Many of the cases in this Circuit in which prisoners were able to show deliberate indifference involve circumstances in which prison officials made treatment decisions based on improper motives or made statements that suggested bad faith. Koehl, for example, involved prison guards who, despite having spoken with a nurse who had seen documentation of the medical necessity for the prisoner's eyeglasses, confiscated those eyeglasses and made an abusive and dismissive response to the prisoner's suggestion that the documentation was readily available in a nearby doctor's office. 85 F.3d at 88. In Harrison v. Barkley, the Second Circuit held that a doctor's refusal to remove a prisoner's painful, cavity-filled tooth until the prisoner consented to removal of another tooth was sufficient to show deliberate indifference at the summary judgment stage. 219 F.3d 132, 138 (2d Cir. 2000). While the doctor stated that the removal of the other tooth was medically necessary because it was potentially life-threatening, the court suggested that the validity of the statement presented a question of fact, given that it was uncorroborated and asserted only after a state court had intervened to order removal of the first tooth. Id. And in Chance, the Second Circuit denied the prison doctors' motion to dismiss because the prisoner alleged that the doctors "recommended [a medical procedure] not on the basis of their medical views, but because of monetary incentives." 143 F.3d at 703-04.

However, significant delays in treatment can, under certain circumstances, prompt an inference of deliberate indifference. In Hathaway v. Foote, the Second Circuit concluded that a jury could infer deliberate indifference from a prison doctor's two-year delay in referring the prisoner for hip surgery, where the doctor did not alert the prisoner to the existence of two broken pins in his hip and did not refer the prisoner until after he had filed suit to compel treatment. 37 F.3d 63, 67-69 (2d Cir. 1994). The fact that the doctor had examined the prisoner on numerous occasions during those two years did not vindicate him, the court reasoned, because the doctor did not alter his ineffective course of treatment in light of the prisoner's frequent and repeated complaints of hip pain. Id. at 68.

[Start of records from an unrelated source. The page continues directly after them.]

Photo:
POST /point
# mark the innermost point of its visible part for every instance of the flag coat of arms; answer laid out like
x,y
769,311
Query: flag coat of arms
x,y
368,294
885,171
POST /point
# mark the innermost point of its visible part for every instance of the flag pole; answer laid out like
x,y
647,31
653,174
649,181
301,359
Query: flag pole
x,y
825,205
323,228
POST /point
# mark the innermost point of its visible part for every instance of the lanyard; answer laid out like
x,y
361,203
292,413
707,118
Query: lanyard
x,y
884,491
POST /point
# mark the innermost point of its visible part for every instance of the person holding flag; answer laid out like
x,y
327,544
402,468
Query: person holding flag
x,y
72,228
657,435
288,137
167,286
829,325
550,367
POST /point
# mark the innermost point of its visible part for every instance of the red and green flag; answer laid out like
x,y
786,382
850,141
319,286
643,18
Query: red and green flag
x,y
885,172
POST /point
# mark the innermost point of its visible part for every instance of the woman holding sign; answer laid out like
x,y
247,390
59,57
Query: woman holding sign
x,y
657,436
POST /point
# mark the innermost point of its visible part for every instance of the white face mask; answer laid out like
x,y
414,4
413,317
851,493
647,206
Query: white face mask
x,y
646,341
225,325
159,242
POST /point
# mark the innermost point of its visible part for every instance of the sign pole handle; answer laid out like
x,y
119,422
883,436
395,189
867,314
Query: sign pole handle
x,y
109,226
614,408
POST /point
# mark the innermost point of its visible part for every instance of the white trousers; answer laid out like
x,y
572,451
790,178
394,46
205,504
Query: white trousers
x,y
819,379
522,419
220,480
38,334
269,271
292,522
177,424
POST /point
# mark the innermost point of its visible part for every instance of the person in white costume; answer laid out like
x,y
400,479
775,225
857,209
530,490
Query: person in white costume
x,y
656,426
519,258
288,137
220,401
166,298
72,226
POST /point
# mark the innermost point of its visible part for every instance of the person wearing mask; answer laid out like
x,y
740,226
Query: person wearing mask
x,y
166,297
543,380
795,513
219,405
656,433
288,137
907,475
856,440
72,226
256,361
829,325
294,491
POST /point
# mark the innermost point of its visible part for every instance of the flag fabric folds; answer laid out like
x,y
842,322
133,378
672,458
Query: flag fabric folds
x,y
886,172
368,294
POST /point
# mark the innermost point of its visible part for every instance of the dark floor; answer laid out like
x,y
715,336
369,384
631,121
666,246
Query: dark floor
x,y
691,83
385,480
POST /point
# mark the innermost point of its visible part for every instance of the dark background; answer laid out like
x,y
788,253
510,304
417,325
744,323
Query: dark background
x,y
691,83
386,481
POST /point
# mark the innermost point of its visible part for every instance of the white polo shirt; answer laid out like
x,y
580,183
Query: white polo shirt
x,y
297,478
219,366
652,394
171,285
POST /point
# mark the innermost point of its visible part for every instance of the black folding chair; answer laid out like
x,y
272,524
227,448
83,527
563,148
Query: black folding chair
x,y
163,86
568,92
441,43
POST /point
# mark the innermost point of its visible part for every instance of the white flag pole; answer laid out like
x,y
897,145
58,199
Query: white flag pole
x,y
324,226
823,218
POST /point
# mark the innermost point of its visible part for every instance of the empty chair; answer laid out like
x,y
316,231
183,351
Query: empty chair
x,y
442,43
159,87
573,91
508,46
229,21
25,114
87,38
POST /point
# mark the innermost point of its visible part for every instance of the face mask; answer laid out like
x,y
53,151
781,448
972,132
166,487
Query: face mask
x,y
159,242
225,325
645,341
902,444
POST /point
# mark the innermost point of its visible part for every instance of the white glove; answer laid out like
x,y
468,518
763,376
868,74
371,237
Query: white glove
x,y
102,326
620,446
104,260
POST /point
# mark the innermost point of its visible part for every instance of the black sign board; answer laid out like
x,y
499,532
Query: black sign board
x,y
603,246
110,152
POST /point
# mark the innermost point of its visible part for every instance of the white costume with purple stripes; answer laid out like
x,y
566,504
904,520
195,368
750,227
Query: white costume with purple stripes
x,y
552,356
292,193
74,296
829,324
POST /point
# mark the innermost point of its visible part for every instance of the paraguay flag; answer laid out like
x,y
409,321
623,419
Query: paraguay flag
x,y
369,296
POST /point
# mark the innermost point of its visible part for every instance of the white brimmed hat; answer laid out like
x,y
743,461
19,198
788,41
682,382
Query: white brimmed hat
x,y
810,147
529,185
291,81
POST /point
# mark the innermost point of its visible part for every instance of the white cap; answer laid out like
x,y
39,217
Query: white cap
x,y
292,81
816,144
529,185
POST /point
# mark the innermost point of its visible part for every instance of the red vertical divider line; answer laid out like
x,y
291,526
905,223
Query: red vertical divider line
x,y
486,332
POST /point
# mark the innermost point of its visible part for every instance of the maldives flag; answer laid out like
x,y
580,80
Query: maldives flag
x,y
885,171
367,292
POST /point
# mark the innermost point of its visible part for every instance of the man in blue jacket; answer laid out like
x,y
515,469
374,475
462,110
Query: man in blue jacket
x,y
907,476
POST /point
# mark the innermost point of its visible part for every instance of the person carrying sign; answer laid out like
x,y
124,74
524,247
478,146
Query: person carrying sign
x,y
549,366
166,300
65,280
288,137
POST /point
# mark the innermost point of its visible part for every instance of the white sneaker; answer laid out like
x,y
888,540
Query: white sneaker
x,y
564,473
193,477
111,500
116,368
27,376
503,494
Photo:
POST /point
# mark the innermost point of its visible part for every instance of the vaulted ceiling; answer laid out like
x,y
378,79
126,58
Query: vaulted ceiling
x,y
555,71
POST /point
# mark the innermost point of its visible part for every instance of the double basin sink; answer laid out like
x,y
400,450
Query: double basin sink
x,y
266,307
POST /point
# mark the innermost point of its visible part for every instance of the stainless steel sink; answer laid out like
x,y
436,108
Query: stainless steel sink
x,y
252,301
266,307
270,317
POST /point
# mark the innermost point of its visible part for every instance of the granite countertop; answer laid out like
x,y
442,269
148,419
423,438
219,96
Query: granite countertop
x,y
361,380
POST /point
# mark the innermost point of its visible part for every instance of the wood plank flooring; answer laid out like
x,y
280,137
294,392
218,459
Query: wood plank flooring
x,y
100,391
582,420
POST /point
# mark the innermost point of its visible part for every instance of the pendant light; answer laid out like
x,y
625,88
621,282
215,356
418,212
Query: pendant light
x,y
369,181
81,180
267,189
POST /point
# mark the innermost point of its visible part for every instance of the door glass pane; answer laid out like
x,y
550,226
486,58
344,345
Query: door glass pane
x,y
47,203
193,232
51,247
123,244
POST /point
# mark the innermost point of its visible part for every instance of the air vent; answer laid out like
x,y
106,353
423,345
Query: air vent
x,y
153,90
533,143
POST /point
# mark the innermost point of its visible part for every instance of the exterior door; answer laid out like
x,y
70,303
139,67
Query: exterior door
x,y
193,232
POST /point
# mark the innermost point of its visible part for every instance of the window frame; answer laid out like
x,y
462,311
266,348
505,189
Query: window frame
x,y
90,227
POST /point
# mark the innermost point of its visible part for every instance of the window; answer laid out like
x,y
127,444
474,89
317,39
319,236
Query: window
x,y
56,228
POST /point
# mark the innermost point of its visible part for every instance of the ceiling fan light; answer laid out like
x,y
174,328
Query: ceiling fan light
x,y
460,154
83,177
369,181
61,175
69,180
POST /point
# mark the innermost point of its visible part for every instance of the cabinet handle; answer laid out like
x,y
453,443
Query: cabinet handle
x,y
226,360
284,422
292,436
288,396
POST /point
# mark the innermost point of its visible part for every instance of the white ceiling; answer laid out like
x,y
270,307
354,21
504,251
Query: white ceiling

Two recent district court cases provide further examples of delays in treatment that were sufficient to give rise to an inference of deliberate indifference. Price v. Reilly involved a prisoner with two serious medical conditions: kidney failure and a shoulder injury. 697 F. Supp. 2d 344, 349-51 (E.D.N.Y. 2010) (Bianco, J.). The prisoner requested a kidney test to determine if he was eligible for a transplant. Id. at 349-50. He had yet to receive the test by the time he was transferred to another facility nine months later. Id. During that period, his requests for testing were generally ignored, although on one occasion he was informed that doctors were prioritizing his other medical conditions. Id. The district court concluded that "where there was a delay of at least nine months in arranging a kidney transplant test... despite plaintiffs repeated requests, and where defendants do not dispute the necessity of the test, a rational jury could find that [they] acted with deliberate indifference." Id. at 362. The plaintiff also suffered from a shoulder injury that was treated with pain medication. Id. at 351. He repeatedly complained that the medication was ineffective and requested that x-rays be taken, which he did not receive for several months. Id. The prison officials did not follow up on the x-rays and the prisoner was subsequently transferred to the new facility. Id. The district court held that "a rational jury could find that defendants acted with deliberate indifference by not changing plaintiffs pain medication despite his continued complaints that it was ineffective, by failing to take x-rays for several months, and by failing to follow up on [the] x-ray report indicating that further tests might be needed." Id. at 364.

The prisoner also complained of a third failure on the part of his medical providers—that they did not provide him with the proper dose of kidney medication—but the court concluded that the prisoner's mere disagreement with the course of treatment was insufficient to show deliberate indifference, particularly where the doctors repeatedly adjusted the dosage based on their evaluation of his condition. Id. at 360-61.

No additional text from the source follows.